Котенок сидел на столе перед вазой с цветами. Протянув лайку, он поспешно, мелкими движениями похлопывал и теребил уже увядающий тюльпан, тяжелый и пышно распустившийся, точно роза. Лепестки дождем сыпались на стол. Котенок с удвоенной торопливостью теребил цветы. Синьор Мартини шагнул к столу. Но донна Каролина опередила его. Она ловко схватила котенка за шкурку на спине, высоко подняла его и засмеялась, глядя на его беспомощно растопыренные лапки с выпущенными острыми, как иглы, когтями. Потом она легонько шлепнула его раза два, нагнулась и пустила его на ковер. Котенок жалобно запищал. Синьор Мартини закрыл глаза.

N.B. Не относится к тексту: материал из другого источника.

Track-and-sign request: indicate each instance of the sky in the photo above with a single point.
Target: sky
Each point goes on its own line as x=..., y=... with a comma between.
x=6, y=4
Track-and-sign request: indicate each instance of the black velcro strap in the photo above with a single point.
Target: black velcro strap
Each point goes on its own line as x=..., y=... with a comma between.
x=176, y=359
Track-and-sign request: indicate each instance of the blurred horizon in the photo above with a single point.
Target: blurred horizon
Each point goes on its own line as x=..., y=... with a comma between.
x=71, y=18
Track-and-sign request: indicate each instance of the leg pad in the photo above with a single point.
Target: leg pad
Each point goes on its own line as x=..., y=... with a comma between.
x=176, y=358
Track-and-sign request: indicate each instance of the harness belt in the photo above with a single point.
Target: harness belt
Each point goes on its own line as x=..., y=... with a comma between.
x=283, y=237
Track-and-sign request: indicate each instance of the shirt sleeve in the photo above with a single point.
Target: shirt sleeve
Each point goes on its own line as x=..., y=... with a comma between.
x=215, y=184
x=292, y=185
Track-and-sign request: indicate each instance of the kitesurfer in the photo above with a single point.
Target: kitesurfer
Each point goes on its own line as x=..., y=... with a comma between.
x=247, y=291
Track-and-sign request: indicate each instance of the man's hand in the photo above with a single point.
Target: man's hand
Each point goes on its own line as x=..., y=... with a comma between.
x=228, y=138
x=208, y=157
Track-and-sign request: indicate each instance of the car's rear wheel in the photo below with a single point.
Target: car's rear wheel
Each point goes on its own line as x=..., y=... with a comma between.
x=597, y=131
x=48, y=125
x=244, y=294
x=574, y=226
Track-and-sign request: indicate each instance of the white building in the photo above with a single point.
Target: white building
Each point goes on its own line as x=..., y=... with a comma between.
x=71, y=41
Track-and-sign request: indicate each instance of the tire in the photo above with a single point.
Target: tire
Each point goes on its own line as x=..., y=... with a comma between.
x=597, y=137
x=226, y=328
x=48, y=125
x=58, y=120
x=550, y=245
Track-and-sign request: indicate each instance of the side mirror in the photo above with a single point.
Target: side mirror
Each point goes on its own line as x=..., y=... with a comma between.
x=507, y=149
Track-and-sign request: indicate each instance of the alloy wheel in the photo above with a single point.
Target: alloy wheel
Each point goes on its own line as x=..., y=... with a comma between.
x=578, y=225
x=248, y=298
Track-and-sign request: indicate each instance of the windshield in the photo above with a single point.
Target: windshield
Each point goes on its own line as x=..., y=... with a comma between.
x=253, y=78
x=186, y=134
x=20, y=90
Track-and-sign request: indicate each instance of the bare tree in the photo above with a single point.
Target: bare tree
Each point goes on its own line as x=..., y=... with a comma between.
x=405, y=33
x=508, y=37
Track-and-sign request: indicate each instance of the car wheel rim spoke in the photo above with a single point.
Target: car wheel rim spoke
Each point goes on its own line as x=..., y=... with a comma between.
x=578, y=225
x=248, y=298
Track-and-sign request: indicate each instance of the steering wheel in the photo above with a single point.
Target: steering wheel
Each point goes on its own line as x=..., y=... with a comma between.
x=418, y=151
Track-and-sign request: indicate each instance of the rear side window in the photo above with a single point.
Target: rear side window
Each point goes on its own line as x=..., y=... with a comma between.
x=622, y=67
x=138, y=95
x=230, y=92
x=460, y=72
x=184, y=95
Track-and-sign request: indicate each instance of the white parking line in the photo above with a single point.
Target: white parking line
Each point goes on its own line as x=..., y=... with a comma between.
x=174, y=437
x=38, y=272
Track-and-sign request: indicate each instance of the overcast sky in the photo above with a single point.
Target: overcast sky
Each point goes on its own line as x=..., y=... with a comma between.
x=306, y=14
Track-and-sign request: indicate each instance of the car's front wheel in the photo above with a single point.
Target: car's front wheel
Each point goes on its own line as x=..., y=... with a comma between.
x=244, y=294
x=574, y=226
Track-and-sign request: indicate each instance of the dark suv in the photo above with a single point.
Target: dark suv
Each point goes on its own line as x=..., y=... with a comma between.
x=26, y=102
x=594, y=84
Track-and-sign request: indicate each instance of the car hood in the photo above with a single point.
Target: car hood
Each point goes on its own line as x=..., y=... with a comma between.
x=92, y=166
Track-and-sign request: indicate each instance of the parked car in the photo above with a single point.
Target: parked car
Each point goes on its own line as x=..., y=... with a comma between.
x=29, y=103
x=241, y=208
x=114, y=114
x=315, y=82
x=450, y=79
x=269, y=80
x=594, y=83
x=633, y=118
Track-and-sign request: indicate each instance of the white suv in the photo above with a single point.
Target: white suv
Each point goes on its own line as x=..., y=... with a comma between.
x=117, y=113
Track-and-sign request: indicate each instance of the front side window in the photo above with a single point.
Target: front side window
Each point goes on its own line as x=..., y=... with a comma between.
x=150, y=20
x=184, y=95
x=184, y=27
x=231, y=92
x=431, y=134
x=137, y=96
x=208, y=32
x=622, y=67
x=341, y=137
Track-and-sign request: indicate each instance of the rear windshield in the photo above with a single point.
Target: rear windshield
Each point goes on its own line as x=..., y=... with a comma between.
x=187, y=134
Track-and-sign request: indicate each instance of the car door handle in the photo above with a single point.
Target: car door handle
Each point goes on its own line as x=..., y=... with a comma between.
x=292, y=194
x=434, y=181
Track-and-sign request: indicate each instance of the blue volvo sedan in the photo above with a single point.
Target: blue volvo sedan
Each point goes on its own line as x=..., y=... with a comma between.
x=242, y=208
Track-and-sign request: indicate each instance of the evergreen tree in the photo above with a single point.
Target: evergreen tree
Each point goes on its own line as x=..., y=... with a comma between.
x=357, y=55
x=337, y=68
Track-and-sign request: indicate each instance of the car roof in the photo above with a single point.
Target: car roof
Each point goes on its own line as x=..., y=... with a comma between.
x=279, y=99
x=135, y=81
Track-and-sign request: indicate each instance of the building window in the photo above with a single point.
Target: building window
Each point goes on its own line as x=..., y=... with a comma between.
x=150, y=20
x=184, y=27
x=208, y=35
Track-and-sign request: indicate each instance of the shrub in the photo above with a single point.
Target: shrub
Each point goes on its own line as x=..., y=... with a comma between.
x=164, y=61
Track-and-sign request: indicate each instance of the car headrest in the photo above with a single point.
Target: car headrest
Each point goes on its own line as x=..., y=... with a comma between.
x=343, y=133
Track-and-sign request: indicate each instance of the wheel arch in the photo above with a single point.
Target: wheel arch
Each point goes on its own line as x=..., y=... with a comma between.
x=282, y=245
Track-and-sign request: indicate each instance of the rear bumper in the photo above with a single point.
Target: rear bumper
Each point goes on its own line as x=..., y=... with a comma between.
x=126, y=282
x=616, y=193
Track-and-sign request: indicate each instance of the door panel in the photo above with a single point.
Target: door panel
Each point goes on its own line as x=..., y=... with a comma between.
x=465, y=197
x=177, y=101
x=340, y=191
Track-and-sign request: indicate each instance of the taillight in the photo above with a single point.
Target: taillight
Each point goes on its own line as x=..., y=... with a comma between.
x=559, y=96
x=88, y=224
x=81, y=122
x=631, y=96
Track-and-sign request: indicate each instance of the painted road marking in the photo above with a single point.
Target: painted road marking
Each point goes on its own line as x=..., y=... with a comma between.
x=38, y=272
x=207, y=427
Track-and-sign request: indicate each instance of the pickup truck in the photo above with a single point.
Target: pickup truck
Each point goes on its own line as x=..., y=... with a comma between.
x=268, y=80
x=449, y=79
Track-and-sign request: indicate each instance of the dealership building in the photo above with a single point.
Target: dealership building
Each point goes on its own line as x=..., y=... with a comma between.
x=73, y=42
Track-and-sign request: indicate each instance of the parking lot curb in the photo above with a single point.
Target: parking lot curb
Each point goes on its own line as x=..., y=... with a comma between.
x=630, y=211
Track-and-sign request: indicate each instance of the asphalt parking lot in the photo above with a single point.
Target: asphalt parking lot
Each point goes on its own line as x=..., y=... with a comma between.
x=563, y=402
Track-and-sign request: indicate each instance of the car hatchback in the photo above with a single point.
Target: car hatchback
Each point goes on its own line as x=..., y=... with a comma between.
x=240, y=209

— Все, что сказал уважаемый доктор Алипранди, очень правильно и тонко подмечено, и я совершенно с ним согласен. Мне хотелось бы, однако, прибавить еще кое-что к уже сказанному. — Синьор Мартини говорил очень тихо. Он казался беспредельно утомленным. — Молчание маэстро Россини, — продолжал он, — наше общее горе и наше общее дело. Это дело всей страны, это касается нашего искусства — ergo, касается всех нас. Поэтому каждому из нас можно и должно высказать все свои мысли и соображения по этому поводу. Я сам только что сказал, что маэстро Россини явился живым протестом против того состояния упадка, в которое пришла музыка нашей страны; я сказал, что он выступил против диктатуры бездарных учителей, против раболепного следования изжившим себя правилам, против косности публики, тирании певцов, алчности импресарио. Все это так. Я только что говорил об этом. Но маэстро Россини не внес в оперную музыку ничего такого, что изгладило бы или, по крайней мере, существенно изменило бы старое; он не внес в оперную музыку ни элементов новой драматургии, ни новых интонаций. Нет, этого он не сделал: и драматургия и интонационный язык оперного произведения остались прежними. Маэстро Россини по-прежнему подчиняет человеческую драму законам «внутримузыкальным», то есть законам развития музыкальной формы, и создает иллюзию новизны, разрешая трагедию путем неслыханных колористических эффектов. Я сказал «иллюзию новизны» потому, что подлинная новизна должна была проявиться в содержании, в глубоких мыслях, в страстной эмоции, а ни того, ни другого мы у маэстро Россини не видим. Все это уже отметил мой друг, доктор Алипранди. Я же, со своей стороны, прибавлю к этому, что маэстро, признавая в музыке эмоции «вообще», смеется над возможностью выявить эти эмоции более жизненно, более определенно, заставить их звучать по-разному в зависимости от силы самой эмоции, от сценической ситуации, от личности героя, выражением состояния души которого эти эмоции являются. Всех этих возможностей маэстро не признает. Мне самому довелось слышать от него одно такое утверждение, сделанное им в шутливой форме. Это было в Париже. Мы говорили о похоронном марше. Маэстро прохаживался по комнате, потом остановился у открытого окна и выглянул на улицу, а в это время по мостовой дефилировал батальон зуавов под командой офицера. Маэстро обернулся ко мне и сказал смеясь: «Что бы вы ни говорили, друг мой, а похоронный марш есть похоронный марш, будь он написан на смерть полковника зуавов или его тещи».